Raffaello de Banfield (Newcastle-upon-Tyne, United Kingdom2 June 1922 – Trieste, Italy, 7 January 2008), also known as Raphael Douglas, Baron von Banfield Tripcovich, was a British-born composer.[1]


Raffaello de Banfield was the son of Austro-Hungarian flying ace Gottfried von Banfield (last surviving Knight of the Military Order of Maria Theresa) and the Countess Maria Tripcovich[2] (originating from Trieste), who acquired a permanent residence in England in 1920. He was born in Newcastle-upon-Tyne.

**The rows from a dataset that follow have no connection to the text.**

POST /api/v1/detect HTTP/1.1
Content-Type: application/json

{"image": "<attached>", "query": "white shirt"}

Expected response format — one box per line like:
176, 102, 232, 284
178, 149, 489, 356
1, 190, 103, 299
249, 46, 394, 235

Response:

He was married to Maria delle Grazie dei Conti dei Brandolini d'Adda (b. 1923) on 27 December 1976.[3] The marriage remained childless; Brandolini d'Adda had three children from her first marriage to Count Leonardo Arrivabene Valenti Gonzaga.[4]


Raffaello de Banfield attended the Swiss International "Lyceum Alpinum Zuoz", the "Dante Alighieri" Lyceum in Trieste, the University of Bologna and the Benedetto Marcello Conservatory in Venice led by Gian Francesco Malipiero. He studied composition from 1946 to 1949 at the National Conservatory (under the direction of Henri Busser) with Nadia Boulanger in Paris. In these years he met Herbert von Karajan with whom he had a lifelong friendship, and also with artists such as Pablo Picasso, Jean Cocteau and Francis Poulenc. In the United States he belonged to the intellectual circle surrounding the writer and composer Paul Bowles, through which he met Tennessee Williams and Leonard Bernstein. In 1949 through the painter Leonor Fini he was introduced to the choreographer and ballet dancer Roland Petit; out of this grew the ballet Le combat ("The Duel"), which had its first original production in London in 1949. This piece, based upon the Tancred and Clorinda episode in Torquato Tasso's poem Gerusalemme liberata, was performed 39 times at the Vienna State Opera in the choreography of Dimitrije Parlic between 1959 and 1973. Until 1958 he spent time between Paris and New York and maintained a friendship also with Maria Callas. After years abroad in Italy, France, England and the United States, where he lived for more than ten years, he was from 1972 to 1996 Director of the Giuseppe Verdi Theatre in Trieste and he comprehensively renovated and modernised the Opera House. From 1978 to 1986 he was Director of the "Festival dei due mondi" ("Festival of the two worlds") in Spoleto, Italy.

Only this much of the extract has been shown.